Partners in Science

by Goonlalagoon



Category: Leagues and Legends - E. Jade Lomax
Genre: Gen, friendship fic
Language: English
Status: Completed
Published: 2018-01-25
Updated: 2018-01-25
Packaged: 2019-03-09 11:07:12
Rating: General Audiences
Warnings: No Archive Warnings Apply
Chapters: 1
Words: 1,590
Publisher: archiveofourown.org
Story URL: https://archiveofourown.org/works/13480203
Author URL: https://archiveofourown.org/users/Goonlalagoon/pseuds/Goonlalagoon
Summary: Grey rubbed his nose thoughtfully, spreading ink over its already ink-stained tip, staring absently at the bottom of the empty bunk above him. Laney, though to all appearances deeply buried in the page of notes she was reviewing ahead of her end of year exams at Jack’s unused desk, flicked an eyebrow up a curious, restrained inch.“What’s on your mind, pipsqueak?” Grey blinked.“Um…lots of things?
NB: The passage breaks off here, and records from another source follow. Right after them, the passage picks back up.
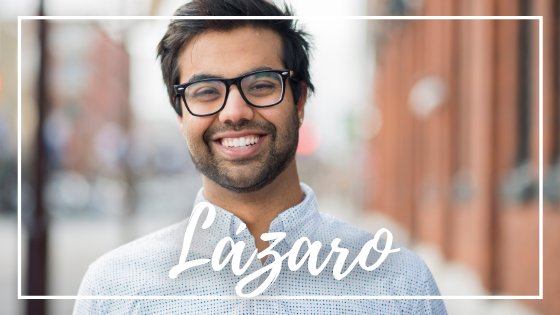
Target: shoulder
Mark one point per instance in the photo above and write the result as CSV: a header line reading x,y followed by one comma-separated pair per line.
x,y
127,269
401,273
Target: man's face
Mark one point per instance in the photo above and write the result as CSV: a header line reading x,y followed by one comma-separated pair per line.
x,y
241,148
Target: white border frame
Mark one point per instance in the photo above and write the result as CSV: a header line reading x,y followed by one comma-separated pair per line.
x,y
302,297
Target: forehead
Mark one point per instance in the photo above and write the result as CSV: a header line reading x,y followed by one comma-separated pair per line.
x,y
230,53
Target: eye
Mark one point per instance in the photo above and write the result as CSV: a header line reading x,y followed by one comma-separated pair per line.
x,y
204,91
262,85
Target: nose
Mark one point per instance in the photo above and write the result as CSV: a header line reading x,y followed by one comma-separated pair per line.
x,y
236,109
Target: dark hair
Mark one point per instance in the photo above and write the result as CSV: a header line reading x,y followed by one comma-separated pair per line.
x,y
295,42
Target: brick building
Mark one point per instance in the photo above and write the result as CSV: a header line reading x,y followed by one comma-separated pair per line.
x,y
458,150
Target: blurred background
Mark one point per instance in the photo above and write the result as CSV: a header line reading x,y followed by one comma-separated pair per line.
x,y
428,128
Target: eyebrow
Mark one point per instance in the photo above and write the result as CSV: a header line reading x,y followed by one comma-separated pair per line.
x,y
205,76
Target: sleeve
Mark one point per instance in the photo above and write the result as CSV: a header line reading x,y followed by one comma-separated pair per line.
x,y
84,306
430,306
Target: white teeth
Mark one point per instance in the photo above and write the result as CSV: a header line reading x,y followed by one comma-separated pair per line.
x,y
240,142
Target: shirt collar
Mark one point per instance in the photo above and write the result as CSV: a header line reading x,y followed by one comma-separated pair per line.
x,y
298,221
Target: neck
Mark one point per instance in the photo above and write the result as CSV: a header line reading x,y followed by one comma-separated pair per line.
x,y
257,209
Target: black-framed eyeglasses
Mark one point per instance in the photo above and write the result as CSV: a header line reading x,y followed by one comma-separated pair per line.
x,y
262,88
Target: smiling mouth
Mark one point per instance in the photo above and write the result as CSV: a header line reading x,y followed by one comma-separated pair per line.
x,y
240,142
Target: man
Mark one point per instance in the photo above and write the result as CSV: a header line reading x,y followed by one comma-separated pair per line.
x,y
239,88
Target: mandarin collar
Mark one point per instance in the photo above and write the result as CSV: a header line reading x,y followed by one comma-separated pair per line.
x,y
297,221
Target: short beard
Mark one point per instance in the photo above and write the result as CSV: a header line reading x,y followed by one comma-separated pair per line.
x,y
276,162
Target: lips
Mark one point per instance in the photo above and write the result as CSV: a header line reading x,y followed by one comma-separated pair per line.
x,y
238,145
240,142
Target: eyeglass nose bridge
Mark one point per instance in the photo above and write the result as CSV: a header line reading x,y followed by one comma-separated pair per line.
x,y
237,82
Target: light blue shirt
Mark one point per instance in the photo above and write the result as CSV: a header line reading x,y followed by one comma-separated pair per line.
x,y
141,268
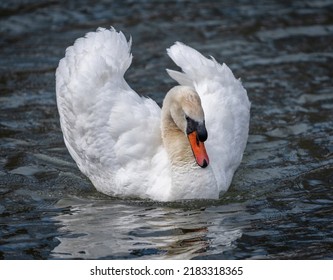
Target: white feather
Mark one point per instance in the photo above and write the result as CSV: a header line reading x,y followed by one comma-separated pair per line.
x,y
226,106
114,135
I’m a sage.”





	Partners in Science

**Author's Note:**

> Way back in the summer, I asked for fic prompts and mizeliza requested something with Laney and Grey. Fast forward a few months, and here we are…
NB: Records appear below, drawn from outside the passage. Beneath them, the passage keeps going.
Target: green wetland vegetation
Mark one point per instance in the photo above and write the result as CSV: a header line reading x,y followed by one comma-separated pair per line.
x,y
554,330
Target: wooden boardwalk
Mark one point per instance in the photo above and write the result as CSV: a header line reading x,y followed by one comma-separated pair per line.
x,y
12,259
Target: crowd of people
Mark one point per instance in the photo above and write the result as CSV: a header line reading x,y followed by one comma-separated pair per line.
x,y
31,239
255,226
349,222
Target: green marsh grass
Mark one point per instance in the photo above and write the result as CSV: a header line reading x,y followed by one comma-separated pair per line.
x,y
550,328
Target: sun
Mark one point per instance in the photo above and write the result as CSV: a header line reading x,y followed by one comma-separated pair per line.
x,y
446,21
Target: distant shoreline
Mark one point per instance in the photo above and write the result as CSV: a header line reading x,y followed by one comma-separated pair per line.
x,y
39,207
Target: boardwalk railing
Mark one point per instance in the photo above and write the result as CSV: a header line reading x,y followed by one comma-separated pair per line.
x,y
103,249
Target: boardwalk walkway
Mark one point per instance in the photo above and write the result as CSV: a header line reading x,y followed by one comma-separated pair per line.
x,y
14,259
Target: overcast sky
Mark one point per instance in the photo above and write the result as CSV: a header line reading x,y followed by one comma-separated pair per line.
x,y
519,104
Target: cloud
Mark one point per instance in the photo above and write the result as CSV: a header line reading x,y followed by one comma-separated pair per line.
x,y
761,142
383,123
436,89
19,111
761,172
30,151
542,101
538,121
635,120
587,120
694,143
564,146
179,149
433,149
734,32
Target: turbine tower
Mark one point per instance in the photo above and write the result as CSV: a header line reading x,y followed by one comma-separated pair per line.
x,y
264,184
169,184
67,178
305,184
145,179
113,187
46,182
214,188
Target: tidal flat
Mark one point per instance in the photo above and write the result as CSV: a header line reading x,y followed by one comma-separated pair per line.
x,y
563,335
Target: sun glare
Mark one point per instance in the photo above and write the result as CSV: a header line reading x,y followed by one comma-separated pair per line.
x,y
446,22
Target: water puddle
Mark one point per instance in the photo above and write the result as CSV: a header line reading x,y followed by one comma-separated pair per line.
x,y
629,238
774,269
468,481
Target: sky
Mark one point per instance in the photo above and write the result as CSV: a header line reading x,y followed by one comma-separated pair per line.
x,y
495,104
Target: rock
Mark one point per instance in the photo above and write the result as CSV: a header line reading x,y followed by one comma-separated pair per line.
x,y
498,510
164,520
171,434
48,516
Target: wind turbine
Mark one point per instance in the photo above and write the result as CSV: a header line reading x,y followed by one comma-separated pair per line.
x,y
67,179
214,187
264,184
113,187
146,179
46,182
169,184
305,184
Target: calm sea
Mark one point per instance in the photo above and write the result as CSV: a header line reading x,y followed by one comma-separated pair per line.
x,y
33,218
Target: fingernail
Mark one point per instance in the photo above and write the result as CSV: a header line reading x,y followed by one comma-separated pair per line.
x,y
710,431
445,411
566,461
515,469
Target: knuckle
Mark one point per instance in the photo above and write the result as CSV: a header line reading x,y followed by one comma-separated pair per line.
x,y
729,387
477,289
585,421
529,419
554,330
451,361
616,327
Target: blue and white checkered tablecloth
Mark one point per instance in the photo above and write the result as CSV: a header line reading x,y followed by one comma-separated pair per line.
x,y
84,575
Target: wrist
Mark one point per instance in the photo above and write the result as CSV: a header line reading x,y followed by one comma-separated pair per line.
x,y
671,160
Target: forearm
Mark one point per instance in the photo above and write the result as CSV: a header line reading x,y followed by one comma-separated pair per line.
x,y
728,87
Grey rubbed his nose thoughtfully, spreading ink over its already ink-stained tip, staring absently at the bottom of the empty bunk above him. Laney, though to all appearances deeply buried in the page of notes she was reviewing ahead of her end of year exams at Jack’s unused desk, flicked an eyebrow up a curious, restrained inch.

“What’s on your mind, pipsqueak?” Grey blinked.  
“Um…lots of things? I’m a _sage_.” She sighed pointedly, and he snickered. “But mostly experiments.” She waved a hand in a ‘keep going’ way, though her attention was still half on the page. “Magework experiments, actually.” She added a final note and set her pen aside to show she was listening. “I mean, I’m ridiculously powerful when it comes to the Elsewhere, and you’ve got such low sensitivity you’re practically off the other end of the scale.”

Laney’s interested look morphed into more of a glare, so he gulped and scrambled to get the rest of his thoughts in order.  
“So I think that it will take longer for a bit of fire - of fixed size, and I’d need to find a way to quantify that for consistency, which could be tricky - I guess we could eyeball it to begin with but that feels so inaccurate - anyway. We’ve got lots and lots of studies to show that people with greater affinity for the Elsewhere are stronger mages - I said stronger, not better, stop planning to feed me to a kraken. But I don’t think there’s ever been a study into the rates at which power from the Elsewhere dissipates, depending on the level of sensitivity.” Laney tilted her head to the side, considering, then shrugged.  
“Huh. Yeah, okay, what’s your idea for testing this? And Pip? I can get a bit of power in exact quantities without _thinking_ about it, don’t insult me.”

For the whole of the journey to the mountains, until he slept through Laney’s return and woke with anti-mage wards turning his world aching and twisted, Grey puzzled over experiments and pondered aloud whenever his friends were paying attention. It was an interesting distraction, from the destination and the ever present whisper that Laney didn’t really know what she was up against, slipping in and out of Spider’s clutches as though she wasn’t in any danger at all.

Laney thought about their planned experiments too, when she wasn’t cataloguing conversations and looking for weaknesses, when her fingers itched to bring fire down on her captors and burn through the strings holding elsewhere stones around all their necks. She curled up and pretended she could only breathe in shuddering, pained gasps, and wondered and hypothesised, writing academic abstracts on the backs of her eyelids.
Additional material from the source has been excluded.